Mädchen lesen gern, Jungs können mit Büchern weniger anfangen. Ein Stereotyp, das eine statistische Grundlage hat. In fast allen Ländern, die an der jüngsten Pisa-Studie teilnahmen, lasen 15-jährige Mädchen besser und verstanden Sprache schneller als gleichaltrige Jungs. Um ein ganzes Schuljahr waren die Mädchen im Schnitt voraus. "Der Unterschied ist ziemlich kräftig und erstaunlicherweise über viele Länder hinweg stabil", sagt der Bildungsforscher Manfred Prenzel von der TU München. Nun zeigt sich: Teil des Problems ist wohl, dass sich das Stereotyp in den Köpfen der Kinder festgesetzt hat.
Forscher der Universität Grenoble haben Hinweise dafür gefunden, dass der Vorsprung womöglich mehr auf selbstgemachten Vorurteilen beruht als auf biologischen Unterschieden. Französischen Drittklässlern gaben sie die Aufgabe, auf einer Liste mit Wörtern in wenigen Minuten möglichst viele Tiernamen zu unterstreichen. Während sie manchen Klassen mitteilten, es handle sich um eine echte Prüfung der Leseleistung, sagten sie anderen Schülern, sie dürften das "Tier-Angeln"-Spiel einer Zeitschrift zum Spaß ausprobieren. Das Ergebnis des kleinen Experiments war eindeutig: Während die Jungen in der ernsten Situation deutlich weniger Tiernamen fanden, gelang ihnen die gleiche Aufgabe als Spiel genauso gut wie den Mädchen, schreiben die Forscher um Pascal Pansu im Journal of Experimental Social Psychology. Die männlichen Schüler, die zuvor angegeben hatten, Lesen sei ihnen besonders wichtig, zeigten die größten Unterschiede je nach Prüfungsstress. Sie überflügelten in der Spielsituation sogar die Mädchen.
Lesen ist weiblich - dieses Bild setzt sich früh fest
Die Psychologen nennen dies "Bedrohung durch Stereotype": Jungen sind womöglich von der unbewussten Erwartung belastet, schlechter als die Mitschülerinnen lesen zu können, was dann ihre reale Leistung einschränkt - ähnlich wie eine sich selbst erfüllende Prophezeiung.

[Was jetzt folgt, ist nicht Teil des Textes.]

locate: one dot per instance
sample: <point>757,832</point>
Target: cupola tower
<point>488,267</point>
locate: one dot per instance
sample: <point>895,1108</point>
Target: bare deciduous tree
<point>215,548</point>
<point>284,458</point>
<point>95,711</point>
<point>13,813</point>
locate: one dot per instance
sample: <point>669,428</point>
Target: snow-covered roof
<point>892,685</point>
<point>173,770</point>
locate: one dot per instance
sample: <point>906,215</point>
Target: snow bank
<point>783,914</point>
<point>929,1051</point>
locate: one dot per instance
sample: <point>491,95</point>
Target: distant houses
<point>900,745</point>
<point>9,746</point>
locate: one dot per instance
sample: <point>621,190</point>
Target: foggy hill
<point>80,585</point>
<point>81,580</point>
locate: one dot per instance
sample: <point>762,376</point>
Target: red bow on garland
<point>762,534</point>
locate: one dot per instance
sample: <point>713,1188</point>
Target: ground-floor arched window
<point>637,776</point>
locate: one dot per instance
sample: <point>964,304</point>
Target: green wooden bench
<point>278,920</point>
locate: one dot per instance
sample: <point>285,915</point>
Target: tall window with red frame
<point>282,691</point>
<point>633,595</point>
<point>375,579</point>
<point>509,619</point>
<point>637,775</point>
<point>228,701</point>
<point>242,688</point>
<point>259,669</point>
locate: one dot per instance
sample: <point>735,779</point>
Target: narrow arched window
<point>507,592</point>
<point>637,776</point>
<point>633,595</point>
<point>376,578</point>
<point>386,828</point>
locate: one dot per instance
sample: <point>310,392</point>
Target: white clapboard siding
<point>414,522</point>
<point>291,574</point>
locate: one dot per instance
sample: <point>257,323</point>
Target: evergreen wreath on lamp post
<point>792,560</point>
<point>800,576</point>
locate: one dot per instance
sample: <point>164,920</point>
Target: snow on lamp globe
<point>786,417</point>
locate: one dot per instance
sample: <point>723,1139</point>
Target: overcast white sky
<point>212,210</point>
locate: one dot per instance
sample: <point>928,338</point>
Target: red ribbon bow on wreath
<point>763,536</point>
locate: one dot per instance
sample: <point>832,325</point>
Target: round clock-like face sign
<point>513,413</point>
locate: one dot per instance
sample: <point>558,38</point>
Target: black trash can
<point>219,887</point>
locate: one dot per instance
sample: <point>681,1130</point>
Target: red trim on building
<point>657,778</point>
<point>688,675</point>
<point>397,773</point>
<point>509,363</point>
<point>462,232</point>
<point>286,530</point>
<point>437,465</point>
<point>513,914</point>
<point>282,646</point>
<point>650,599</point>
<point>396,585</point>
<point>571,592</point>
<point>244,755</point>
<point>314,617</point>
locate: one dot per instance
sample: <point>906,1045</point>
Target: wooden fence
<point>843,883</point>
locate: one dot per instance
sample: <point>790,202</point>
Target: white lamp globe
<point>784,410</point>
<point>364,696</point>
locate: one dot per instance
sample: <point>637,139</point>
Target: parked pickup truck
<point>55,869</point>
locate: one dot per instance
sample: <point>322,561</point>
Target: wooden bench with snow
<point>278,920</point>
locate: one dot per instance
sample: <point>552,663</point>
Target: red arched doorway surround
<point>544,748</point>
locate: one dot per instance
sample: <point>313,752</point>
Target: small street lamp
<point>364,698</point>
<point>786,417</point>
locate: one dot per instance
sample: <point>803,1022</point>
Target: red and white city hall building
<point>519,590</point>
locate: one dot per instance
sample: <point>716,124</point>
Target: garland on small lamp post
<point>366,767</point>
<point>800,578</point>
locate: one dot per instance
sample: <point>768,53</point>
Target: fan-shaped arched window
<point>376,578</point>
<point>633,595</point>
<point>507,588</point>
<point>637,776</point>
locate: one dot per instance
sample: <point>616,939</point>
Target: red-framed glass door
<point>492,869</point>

Dafür spricht, dass gerade die dem Lesen zugewandten Jungen deutlich besser abschnitten, wenn ihnen die Angst vor dem Scheitern genommen war. Umgekehrt erzielten die lesefreudigen Mädchen im echten Test höhere Punktzahlen als in der Spielvariante. Sie seien wohl nicht mit dem Stereotyp belastet, mutmaßen die Forscher. Die Mädchen könnte das vorherrschende Vorurteil sogar noch in ihrer Leistung steigern. Weitere Studien müssten das jedoch vertiefen. Ähnliches kennen Bildungsforscher bereits aus der Mathematik: Beim Rechnen liegen in den meisten Ländern - im Schnitt - die Jungs vorne. Psychologen vermuten auch dort, dass dies stark mit der Selbstwahrnehmung zusammenhängt. Wenn sie Teilnehmerinnen von Mathetests wissen lassen, dass Frauen generell schlechter abschneiden, verstärkt das die Leistungsunterschiede.
Bislang sei die weltweite - in Deutschland besonders ausgeprägte - "Leselücke" kaum untersucht, sagen die französischen Psychologen, obwohl der Abstand zwischen den Geschlechtern noch größer sei als beim Rechnen. "Lesen ist stark weiblich konnotiert, dieses Bild prägt sich schon sehr früh bei Kindern ein", sagt die Bildungsforscherin Cordula Artelt von der Universität Bamberg. Aus diesem Tief herauszukommen, sei nicht einfach für Jungs.